I wanna talk about running, but I don’t really know what to say. I run. I like it. The solitude. The freedom. The movement. The sense of accomplishment. The adrenaline that produces a sense of euphoria–like everything is right with the world. It’s my alone time–my time to think, pray, or just clear my head.
I’m not fast, but I don’t care. I have run in a few 5K races, but just to stay motivated. I have no intention of ever winning–although if I could find a race of mostly sedentary senior citizens, I might be able to best them.
One 20 minute run burns approximately the same amount of calories as a serving of Twizzlers. (Unfortunately, I never eat just one “serving” of Twizzlers–one “bag” maybe…)
Here’s what I imagine I look like when I run~~
This is probably closer to the why I really look–haha! jk. I don’t look like Homer Simpson. At least I hope not.

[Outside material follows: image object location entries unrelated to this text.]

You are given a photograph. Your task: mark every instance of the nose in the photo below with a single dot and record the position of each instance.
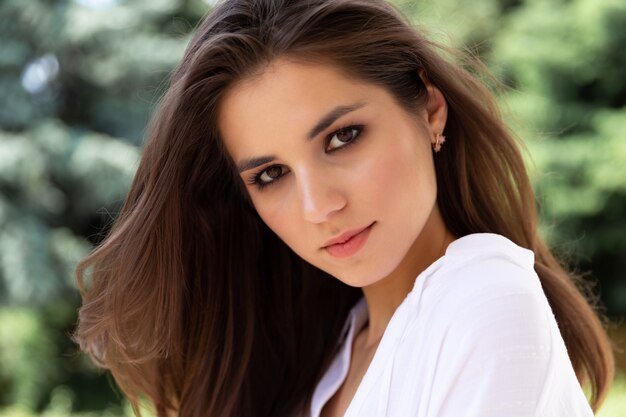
(320, 196)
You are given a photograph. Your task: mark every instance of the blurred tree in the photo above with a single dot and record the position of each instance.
(80, 78)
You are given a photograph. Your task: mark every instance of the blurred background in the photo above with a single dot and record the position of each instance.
(80, 78)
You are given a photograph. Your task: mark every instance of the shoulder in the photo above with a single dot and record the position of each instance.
(487, 288)
(491, 341)
(480, 267)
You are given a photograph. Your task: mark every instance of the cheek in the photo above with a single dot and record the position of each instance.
(400, 177)
(279, 219)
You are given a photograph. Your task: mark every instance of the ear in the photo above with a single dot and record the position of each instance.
(436, 107)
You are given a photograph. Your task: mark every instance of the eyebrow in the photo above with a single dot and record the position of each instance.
(319, 127)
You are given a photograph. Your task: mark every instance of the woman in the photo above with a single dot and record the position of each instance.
(330, 218)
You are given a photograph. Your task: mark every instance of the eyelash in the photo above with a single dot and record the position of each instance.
(255, 179)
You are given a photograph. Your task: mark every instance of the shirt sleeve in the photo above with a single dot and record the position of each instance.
(503, 354)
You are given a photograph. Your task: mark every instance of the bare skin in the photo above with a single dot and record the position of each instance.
(366, 342)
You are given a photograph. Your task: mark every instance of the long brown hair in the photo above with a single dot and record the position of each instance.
(195, 304)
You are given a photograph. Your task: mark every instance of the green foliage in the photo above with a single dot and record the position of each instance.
(79, 79)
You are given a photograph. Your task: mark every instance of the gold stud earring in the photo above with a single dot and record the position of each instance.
(439, 140)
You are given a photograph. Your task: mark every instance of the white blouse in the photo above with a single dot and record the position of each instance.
(475, 337)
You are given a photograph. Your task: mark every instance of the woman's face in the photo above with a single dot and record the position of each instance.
(324, 157)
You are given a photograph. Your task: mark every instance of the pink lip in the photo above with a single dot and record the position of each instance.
(348, 243)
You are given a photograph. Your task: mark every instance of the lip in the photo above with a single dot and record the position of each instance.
(348, 243)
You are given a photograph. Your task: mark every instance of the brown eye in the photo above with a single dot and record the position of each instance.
(270, 174)
(343, 137)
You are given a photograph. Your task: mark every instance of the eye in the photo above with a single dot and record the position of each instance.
(343, 137)
(268, 175)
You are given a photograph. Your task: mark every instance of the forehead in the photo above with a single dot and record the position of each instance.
(287, 98)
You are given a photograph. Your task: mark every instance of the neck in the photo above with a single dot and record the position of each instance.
(384, 296)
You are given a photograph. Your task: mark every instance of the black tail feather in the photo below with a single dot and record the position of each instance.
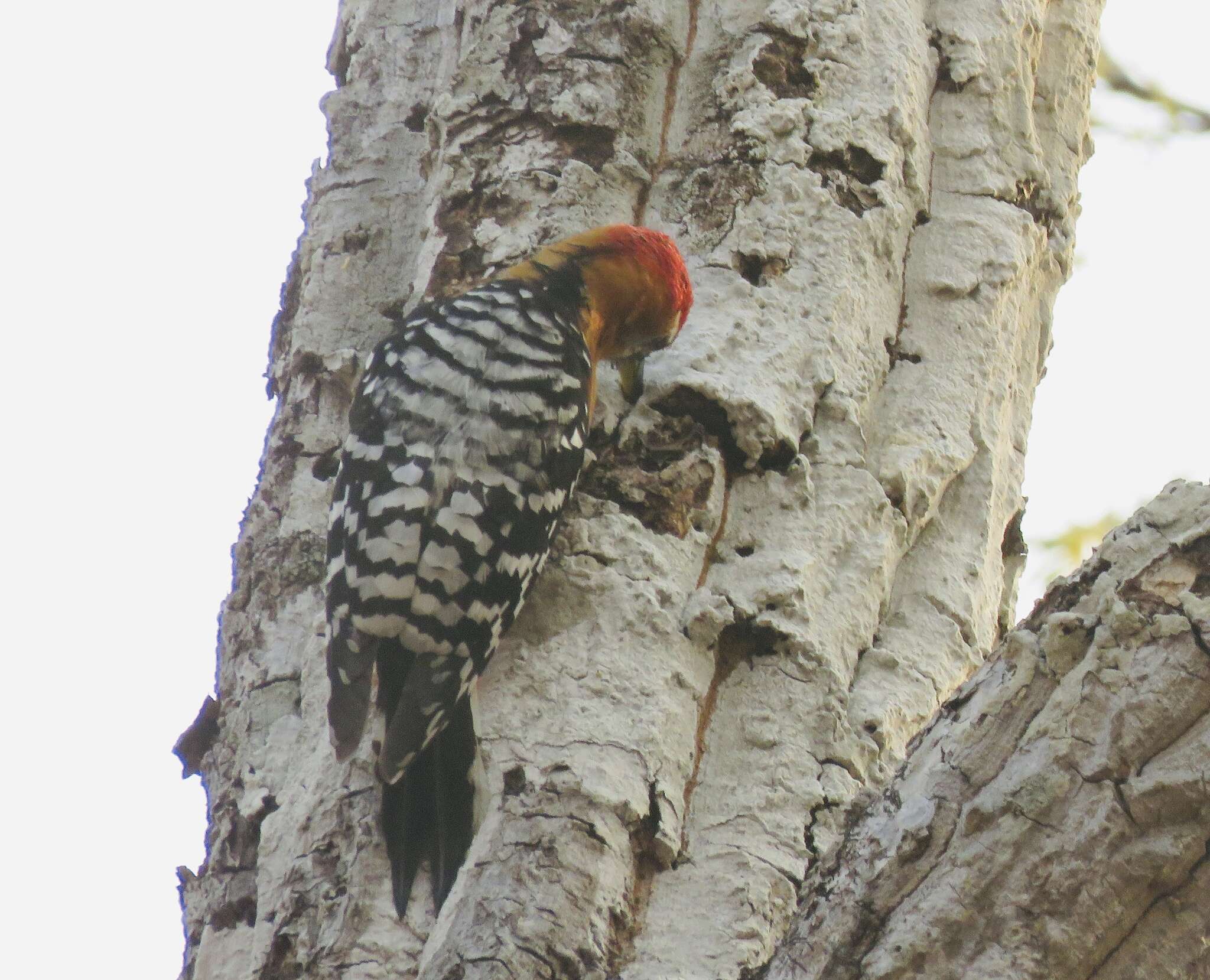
(430, 812)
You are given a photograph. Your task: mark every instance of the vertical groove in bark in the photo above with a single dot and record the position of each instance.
(1053, 821)
(835, 441)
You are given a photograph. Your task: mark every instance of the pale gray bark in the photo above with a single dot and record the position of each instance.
(1054, 821)
(791, 554)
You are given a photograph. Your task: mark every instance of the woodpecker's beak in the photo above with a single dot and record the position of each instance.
(629, 370)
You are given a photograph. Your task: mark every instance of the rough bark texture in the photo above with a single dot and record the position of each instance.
(788, 556)
(1054, 821)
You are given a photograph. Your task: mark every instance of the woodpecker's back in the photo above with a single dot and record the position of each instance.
(466, 438)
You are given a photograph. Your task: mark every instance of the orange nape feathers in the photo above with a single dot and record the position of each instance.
(637, 287)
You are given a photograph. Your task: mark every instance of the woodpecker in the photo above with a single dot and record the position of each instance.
(466, 439)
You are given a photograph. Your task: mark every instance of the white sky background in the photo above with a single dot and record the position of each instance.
(153, 187)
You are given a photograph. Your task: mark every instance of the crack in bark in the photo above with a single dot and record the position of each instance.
(1166, 894)
(671, 91)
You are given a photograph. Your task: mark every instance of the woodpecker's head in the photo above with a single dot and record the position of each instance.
(636, 287)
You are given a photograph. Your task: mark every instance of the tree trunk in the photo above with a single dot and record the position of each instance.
(787, 557)
(1054, 821)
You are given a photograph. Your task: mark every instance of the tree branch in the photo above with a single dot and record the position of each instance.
(1053, 821)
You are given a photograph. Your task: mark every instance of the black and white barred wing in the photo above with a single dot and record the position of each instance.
(466, 439)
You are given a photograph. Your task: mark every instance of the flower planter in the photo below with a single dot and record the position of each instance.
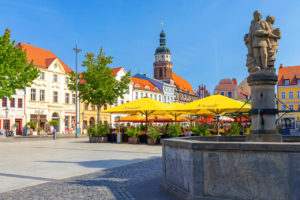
(132, 140)
(98, 139)
(151, 141)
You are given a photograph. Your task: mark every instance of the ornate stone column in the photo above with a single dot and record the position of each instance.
(263, 111)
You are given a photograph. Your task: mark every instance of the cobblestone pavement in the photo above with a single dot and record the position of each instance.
(105, 184)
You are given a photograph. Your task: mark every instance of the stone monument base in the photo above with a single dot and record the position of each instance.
(264, 136)
(195, 169)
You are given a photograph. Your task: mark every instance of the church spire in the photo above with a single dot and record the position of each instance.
(162, 39)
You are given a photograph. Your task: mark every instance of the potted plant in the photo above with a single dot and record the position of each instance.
(173, 130)
(200, 130)
(31, 126)
(235, 129)
(97, 134)
(153, 135)
(133, 134)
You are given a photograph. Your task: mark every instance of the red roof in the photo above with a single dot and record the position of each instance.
(116, 70)
(182, 84)
(226, 84)
(41, 57)
(291, 73)
(141, 84)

If I’m being completely honest, I don’t always love it. Sometimes it’s hard and I have to force myself to start…or keep going. It’s a mental game. “to the end of the block”…”five more minutes”….”I said I was running 3 miles, so I HAVE to run 3 miles”…etc. But I have seen the rewards–the weight loss, the muscle tone, the increased energy, so I KNOW it is worth it. I KNOW it without a doubt in my mind, so I push forward. I will never quit. Never!